FraudNet analyzes all bill-payment transactions CheckFree processes—some 90 million in October—along with associated non-payment interactions consumers have with clients' online banking systems in real time to identify out-of-pattern behavior or behavior shown by experience to be indicative of fraud. Highly suspicious patterns receive a "red alert," allowing FraudNet subscribers to stop them before any money moves. Less suspect patterns are scored "yellow" and may proceed with a review, while all other transactions receive a green light and process normally. Lewis says the system can detect and stop insidious frauds involving several payment channels. One example: criminals who open a checking account, fund it with $100, then perform an online $100 payment to a bogus payee they set up; when they receive the draft, they cash it at a check-cashing outlet and immediately pull $100 out of the account through an ATM, before the check can clear. Their profit: $90, after paying 10% to the check casher, which gets stuck with the bad paper.

FraudNet, says Lewis, takes advantage of a wealth of payment-related data most billers and processors have ignored, including online-banking interactions not involving a payment. Actual electronic payments, Lewis says, represent just 25% to 35% of all interactions consumers have with online-banking systems. "We're packaging a lot of data that right now is just exhaust in the [electronic] payment engines," he says. The data base refreshes itself with each new transaction, and financial institutions that subscribe will receive alerts based on data related to transactions performed across the network of CheckFree billers and banks. A red alert generated for one subscriber will also apply to any like patterns showing up in the data for any other subscriber. The alerts are based on fraud scores generated by an analytics engine from Actimize Inc.

Electronic bill payment is thought to less prone to fraud because banks and billers typically know their customers. And online bill payment is safer than paper-based payments. The average paper-based incident involves a loss of $4,500, Lewis says, and takes 100 days for the consumer to discover. Electronic frauds average $500 and are detected in 11 days. Still, he says, 56% of all bill-payment frauds are detected by the customer. "That's painful," he says. Banks, meanwhile, sustain not just the hard-dollar cost of making customers whole, but also costs related to issuing new cards, investigating the theft, and potentially losing the customer after all. "Those costs are enormous," says Lewis. The goal of FraudNet, he adds, is to stop the fraud before the customer can be affected, and to reduce even the $500 average loss in electronic bill payments.
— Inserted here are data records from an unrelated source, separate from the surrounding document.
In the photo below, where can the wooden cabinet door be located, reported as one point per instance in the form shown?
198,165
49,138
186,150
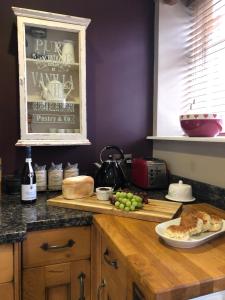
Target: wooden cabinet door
113,272
68,281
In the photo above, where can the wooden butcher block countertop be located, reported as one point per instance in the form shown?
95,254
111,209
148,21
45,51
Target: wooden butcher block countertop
164,272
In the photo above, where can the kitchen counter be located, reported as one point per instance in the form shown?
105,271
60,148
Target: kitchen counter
161,271
16,218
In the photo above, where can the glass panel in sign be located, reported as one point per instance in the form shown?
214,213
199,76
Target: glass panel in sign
52,72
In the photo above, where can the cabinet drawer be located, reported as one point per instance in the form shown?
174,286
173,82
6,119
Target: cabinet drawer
55,246
6,263
113,270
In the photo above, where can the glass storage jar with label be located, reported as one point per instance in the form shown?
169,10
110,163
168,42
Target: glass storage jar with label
55,177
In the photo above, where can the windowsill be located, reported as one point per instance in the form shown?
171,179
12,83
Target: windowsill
217,139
One bank that tried FraudNet for two weeks, Lewis says, detected $10,000 in fraud it could not have discovered otherwise.

CheckFree charges a percentage of the fraud it stops. Lewis says the percentage is negotiable with each subscriber. The company has sold one implementation so far and looks for a rapid adoption. "We did an awful lot of market validation on this before we released the product," says Lewis. "We are optimistic."